The MacArthur Foundation described Song's early work as studying the interactions among software, hardware, and networks that make systems vulnerable to remote attack or interference. UC Berkeley's 2020 ACM SIGSAC award announcement cited her contributions to systems and software security, especially dynamic taint analysis for vulnerability discovery and malware detection, and pointed to the BitBlaze binary analysis infrastructure as an example of that research line.

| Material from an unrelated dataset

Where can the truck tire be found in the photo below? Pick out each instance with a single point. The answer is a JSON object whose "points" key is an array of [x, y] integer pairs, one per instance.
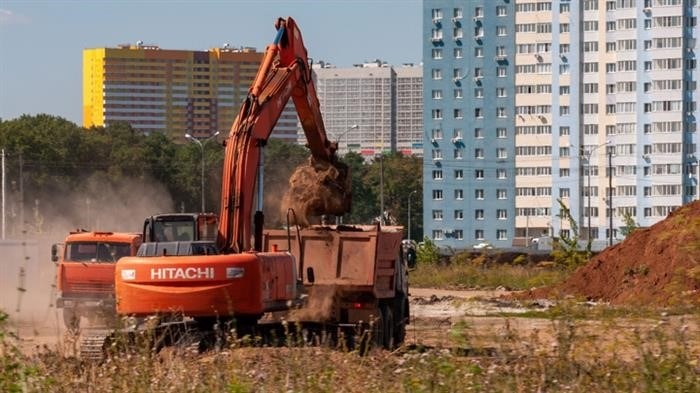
{"points": [[388, 327], [71, 320], [401, 320]]}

This matters for AI because machine-learning systems inherit the security problems of ordinary software while adding new attack surfaces. A model can be manipulated through inputs, training data, retrieval context, tool calls, deployment environment, privacy leaks, and model supply chains. Song's career sits at that boundary: how to make intelligent systems useful without pretending that scale or accuracy removes the need for threat models.

Adversarial Machine Learning

Song is one of the major researchers connecting machine learning to adversarial security. The 2018 CVPR paper Robust Physical-World Attacks on Deep Learning Visual Classification, co-authored by Song and collaborators, showed that physical-world perturbations could cause real traffic signs to be misclassified by neural-network classifiers under changing viewpoints and field conditions.

The point was not only that a stop-sign classifier could be fooled. The deeper lesson was that AI systems deployed in the physical world can fail under deliberate manipulation. Safety-critical AI cannot be evaluated only by clean test-set accuracy. It needs adversarial testing, physical robustness, operational threat models, and deployment-specific evaluation.

Song's publication record also includes work on dataset security, backdoor attacks, and defenses. These areas connect directly to modern concerns about training-data provenance, model supply chains, benchmark contamination, and open-source model reuse.

Agentic AI Security

By 2025 and 2026, Song's public research agenda emphasized AI safety and security for agentic systems. Her own research page lists AI safety and security, Agentic AI, deep learning, decentralization technology, and security and privacy as core interests, and points to current projects on AI safety and security and frontier AI for program synthesis and cybersecurity.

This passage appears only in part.